News from the Tennessee Valley Opinion


Pick-and-pay cable TV idea loaded with merit

People younger than baby boomers probably don't remember the day when television consisted of no more than four channels. In Alabama, it was ABC, NBC, CBS and Alabama Public television.

Then came cable television that piped in stations from Atlanta and Nashville and Chicago, giving viewers more choices. Today, most people get a package of stations they don't want simply to get a few channels they like. For instance, to get ESPN and ESPN2, local viewers must surf a sea of mediocrity. Why should cable companies force viewers to pay for a channel devoted to cooking or religion or old movies? Conservative groups' impatience with what the industry passes off as family television is justified. Even with filters that keep the raunchy programs away from children, they don't like paying to subsidize these marginal stations.

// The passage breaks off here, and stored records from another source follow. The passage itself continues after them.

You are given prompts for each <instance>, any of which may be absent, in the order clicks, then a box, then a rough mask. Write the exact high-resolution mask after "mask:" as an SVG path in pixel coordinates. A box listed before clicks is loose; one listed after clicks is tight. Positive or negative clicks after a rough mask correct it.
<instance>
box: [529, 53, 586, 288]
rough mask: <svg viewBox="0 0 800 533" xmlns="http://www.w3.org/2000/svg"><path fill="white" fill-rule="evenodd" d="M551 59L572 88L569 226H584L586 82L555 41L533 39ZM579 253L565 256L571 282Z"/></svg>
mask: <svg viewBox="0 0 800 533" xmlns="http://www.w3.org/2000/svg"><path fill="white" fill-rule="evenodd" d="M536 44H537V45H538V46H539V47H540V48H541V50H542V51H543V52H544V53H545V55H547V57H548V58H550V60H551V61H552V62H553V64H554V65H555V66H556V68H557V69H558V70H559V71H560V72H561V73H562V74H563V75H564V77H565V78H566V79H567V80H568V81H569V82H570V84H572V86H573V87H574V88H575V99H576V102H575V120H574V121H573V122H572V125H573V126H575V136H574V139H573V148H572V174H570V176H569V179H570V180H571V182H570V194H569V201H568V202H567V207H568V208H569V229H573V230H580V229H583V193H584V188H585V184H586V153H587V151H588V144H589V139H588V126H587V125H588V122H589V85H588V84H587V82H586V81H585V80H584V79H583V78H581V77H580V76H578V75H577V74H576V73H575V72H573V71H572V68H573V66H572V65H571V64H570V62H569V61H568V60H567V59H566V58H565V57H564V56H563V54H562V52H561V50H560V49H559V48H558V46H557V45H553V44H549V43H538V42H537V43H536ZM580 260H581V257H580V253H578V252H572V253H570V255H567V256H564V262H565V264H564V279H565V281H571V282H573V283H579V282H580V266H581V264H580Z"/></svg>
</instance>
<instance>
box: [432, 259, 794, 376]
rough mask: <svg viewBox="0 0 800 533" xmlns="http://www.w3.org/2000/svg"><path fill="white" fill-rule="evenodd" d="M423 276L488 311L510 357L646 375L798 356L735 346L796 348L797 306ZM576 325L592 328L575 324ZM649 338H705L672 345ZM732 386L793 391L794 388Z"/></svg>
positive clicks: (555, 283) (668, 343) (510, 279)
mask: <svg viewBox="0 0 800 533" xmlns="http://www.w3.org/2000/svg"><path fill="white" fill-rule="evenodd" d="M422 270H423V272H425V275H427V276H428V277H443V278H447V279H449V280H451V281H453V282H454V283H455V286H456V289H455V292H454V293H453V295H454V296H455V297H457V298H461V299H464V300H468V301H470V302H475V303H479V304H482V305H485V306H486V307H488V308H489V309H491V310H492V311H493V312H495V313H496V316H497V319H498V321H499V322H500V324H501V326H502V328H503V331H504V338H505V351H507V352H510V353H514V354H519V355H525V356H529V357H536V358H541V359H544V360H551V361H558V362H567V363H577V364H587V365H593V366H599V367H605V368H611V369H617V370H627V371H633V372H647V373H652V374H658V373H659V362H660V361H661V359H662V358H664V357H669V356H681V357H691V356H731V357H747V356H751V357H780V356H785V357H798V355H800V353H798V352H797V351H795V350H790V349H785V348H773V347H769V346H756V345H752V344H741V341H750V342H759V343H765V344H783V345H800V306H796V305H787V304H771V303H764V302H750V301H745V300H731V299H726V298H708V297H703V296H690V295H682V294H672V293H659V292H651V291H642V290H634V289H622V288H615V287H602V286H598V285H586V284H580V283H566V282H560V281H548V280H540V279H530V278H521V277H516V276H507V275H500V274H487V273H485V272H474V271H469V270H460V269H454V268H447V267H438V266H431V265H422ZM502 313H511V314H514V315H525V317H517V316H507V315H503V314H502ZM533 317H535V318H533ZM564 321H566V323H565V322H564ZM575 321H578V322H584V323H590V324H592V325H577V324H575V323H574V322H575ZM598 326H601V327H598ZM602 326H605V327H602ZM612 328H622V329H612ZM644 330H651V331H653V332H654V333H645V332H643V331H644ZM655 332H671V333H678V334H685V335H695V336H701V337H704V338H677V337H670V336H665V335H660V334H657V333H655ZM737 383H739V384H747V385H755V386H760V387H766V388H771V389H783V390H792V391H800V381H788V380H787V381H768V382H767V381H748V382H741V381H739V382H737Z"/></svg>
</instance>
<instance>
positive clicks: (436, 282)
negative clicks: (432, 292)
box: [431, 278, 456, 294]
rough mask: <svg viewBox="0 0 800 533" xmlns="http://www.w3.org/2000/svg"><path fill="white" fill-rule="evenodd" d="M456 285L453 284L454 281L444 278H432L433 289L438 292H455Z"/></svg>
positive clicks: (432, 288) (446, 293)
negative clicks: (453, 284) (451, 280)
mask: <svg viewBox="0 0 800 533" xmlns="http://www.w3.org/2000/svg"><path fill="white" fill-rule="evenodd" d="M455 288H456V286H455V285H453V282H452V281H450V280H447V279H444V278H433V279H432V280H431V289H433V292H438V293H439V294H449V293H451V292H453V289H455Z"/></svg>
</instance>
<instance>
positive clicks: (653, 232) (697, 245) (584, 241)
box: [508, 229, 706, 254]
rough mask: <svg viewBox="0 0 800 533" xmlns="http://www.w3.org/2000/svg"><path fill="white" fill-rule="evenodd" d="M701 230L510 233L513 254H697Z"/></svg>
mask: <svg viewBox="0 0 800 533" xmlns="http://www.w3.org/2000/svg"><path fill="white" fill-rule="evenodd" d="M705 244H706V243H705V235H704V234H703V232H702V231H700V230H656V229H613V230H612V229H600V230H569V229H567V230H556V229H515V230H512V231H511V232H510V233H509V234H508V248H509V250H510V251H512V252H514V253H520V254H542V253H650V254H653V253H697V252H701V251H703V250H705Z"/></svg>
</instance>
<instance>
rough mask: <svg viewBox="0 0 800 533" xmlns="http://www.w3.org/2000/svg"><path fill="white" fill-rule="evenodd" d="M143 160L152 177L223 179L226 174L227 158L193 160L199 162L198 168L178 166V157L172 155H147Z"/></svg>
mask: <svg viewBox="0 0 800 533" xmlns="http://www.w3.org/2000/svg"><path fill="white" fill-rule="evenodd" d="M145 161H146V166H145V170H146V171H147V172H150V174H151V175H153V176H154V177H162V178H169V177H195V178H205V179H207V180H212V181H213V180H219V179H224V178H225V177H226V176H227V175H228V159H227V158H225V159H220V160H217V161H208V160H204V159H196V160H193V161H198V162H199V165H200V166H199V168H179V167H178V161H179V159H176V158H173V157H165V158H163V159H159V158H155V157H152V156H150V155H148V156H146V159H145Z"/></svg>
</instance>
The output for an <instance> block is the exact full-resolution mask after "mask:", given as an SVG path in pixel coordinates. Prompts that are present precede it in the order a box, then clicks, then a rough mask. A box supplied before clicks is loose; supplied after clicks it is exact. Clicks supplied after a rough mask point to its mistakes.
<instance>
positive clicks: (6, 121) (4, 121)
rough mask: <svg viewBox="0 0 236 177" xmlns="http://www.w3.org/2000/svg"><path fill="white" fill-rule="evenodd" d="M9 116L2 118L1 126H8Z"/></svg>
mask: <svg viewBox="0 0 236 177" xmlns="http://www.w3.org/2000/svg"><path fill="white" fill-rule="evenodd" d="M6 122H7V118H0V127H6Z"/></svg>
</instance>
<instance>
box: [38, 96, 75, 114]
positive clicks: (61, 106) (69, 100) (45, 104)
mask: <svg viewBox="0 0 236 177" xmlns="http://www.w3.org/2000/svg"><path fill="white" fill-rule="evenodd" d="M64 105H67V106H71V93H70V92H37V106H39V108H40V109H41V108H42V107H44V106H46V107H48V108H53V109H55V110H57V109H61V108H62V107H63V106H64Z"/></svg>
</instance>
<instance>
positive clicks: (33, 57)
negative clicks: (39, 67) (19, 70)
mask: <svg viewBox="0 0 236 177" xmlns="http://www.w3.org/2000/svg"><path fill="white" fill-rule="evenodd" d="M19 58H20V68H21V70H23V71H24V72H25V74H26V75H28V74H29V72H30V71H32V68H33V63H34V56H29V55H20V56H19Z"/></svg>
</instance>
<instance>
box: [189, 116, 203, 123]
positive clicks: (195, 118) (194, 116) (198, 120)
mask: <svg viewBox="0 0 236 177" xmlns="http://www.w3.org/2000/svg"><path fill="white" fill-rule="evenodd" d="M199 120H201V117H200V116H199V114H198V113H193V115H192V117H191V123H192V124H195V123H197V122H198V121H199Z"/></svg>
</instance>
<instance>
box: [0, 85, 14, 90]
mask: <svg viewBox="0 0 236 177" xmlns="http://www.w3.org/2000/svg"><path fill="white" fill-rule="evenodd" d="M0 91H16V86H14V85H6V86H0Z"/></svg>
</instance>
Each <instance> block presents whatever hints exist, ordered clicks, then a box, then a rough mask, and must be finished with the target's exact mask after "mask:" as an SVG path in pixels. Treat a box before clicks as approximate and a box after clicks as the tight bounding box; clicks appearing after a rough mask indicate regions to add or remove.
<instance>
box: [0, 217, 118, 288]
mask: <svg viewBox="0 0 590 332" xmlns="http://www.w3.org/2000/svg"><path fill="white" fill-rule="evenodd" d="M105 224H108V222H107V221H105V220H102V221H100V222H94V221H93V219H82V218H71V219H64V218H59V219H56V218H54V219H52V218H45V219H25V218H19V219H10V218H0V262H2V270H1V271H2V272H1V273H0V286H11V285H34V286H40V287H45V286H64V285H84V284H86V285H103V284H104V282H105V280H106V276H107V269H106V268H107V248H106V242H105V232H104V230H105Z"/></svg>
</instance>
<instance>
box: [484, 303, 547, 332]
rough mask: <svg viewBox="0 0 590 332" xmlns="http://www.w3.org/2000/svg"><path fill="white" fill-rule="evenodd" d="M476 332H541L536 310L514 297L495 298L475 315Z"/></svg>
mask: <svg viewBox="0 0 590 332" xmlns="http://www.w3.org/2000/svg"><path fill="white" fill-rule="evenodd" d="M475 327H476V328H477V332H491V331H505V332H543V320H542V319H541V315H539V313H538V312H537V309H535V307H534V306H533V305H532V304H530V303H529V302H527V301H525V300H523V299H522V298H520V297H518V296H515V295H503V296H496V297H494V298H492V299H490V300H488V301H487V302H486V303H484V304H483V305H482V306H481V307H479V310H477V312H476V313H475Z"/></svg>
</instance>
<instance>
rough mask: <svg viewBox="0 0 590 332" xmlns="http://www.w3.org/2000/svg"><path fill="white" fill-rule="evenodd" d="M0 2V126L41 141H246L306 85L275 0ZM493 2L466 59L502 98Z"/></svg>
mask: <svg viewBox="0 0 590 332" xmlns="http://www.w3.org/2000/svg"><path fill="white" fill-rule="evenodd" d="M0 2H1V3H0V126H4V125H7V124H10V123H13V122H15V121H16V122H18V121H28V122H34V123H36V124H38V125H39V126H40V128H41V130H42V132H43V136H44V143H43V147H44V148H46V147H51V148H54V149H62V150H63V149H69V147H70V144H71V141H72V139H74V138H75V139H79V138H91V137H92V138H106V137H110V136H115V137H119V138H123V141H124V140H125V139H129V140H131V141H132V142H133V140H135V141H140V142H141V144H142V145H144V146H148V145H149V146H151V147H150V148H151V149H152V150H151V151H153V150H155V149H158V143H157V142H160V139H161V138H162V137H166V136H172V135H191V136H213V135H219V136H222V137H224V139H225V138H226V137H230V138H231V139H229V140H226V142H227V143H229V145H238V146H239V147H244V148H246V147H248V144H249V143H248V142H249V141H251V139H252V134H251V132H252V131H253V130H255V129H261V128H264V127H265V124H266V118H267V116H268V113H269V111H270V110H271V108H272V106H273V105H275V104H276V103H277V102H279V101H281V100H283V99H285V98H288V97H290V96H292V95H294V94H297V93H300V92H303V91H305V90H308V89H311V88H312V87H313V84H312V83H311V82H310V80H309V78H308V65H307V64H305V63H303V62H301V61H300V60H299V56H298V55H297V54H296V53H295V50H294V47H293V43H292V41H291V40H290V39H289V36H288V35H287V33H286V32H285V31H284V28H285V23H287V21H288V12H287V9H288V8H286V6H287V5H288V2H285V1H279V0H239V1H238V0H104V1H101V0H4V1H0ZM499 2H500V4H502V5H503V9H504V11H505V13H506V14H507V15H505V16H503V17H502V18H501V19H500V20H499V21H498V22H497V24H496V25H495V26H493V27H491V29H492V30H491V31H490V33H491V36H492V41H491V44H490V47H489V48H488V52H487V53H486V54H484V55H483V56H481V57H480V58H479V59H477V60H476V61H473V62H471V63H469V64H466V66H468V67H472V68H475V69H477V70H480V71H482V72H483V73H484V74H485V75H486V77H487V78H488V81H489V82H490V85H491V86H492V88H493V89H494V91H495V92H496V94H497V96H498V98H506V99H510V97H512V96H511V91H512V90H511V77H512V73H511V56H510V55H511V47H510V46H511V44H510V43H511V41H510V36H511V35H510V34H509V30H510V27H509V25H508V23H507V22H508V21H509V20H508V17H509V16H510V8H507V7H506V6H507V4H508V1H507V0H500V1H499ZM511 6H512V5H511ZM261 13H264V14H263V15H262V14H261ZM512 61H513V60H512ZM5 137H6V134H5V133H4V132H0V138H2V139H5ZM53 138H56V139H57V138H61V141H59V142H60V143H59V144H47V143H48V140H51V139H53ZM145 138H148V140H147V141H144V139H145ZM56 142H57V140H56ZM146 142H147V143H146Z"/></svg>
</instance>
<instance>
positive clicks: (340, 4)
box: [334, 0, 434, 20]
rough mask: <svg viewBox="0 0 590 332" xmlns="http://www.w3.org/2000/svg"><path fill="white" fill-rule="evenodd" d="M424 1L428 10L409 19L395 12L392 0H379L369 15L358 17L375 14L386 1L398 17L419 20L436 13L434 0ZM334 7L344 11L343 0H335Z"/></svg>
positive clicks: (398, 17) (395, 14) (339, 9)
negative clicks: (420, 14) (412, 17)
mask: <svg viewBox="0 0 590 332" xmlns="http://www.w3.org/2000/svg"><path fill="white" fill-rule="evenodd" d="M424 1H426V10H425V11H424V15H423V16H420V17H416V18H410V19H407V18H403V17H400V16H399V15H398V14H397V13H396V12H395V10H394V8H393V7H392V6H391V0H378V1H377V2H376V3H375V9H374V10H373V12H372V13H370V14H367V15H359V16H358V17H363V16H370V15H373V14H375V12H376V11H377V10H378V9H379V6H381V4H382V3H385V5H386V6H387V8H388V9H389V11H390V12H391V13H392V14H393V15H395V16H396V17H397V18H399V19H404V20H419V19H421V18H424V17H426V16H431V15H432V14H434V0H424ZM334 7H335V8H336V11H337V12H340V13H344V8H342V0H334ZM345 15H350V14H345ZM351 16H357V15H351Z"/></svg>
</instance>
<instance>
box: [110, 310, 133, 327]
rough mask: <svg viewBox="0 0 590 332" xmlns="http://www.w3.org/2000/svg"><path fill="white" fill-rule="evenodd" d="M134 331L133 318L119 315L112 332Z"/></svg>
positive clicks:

The idea of allowing viewers to buy only the channels they want resurfaced in Washington last week as part of the government's attempt to do something about the really bad stuff on television without embracing censorship.

"A la carte" pricing would allow consumers to look at the menu of programs and order from it just as they order food in a restaurant.

Industry opponents say "a la carte" pricing would force some weak stations off the air because of their low ratings.

Television packaging makes no more sense than forcing Decatur residents to take The Huntsville Times when they buy THE DECATUR DAILY.

The packaging is as annoying as needing two wood screws to complete a project but having to buy a package of seven.

Television's future as the great educator of the masses started its transition into "a vast wasteland" in the 1960s. Today, most of what's on television isn't fit to watch.

But the nation doesn't need government making the decision about what people watch.

Thus, the sensible solution is to force cable and satellite companies to offer "a la carte" programs within a price structure that doesn't discriminate against viewers who opt for that discriminating package.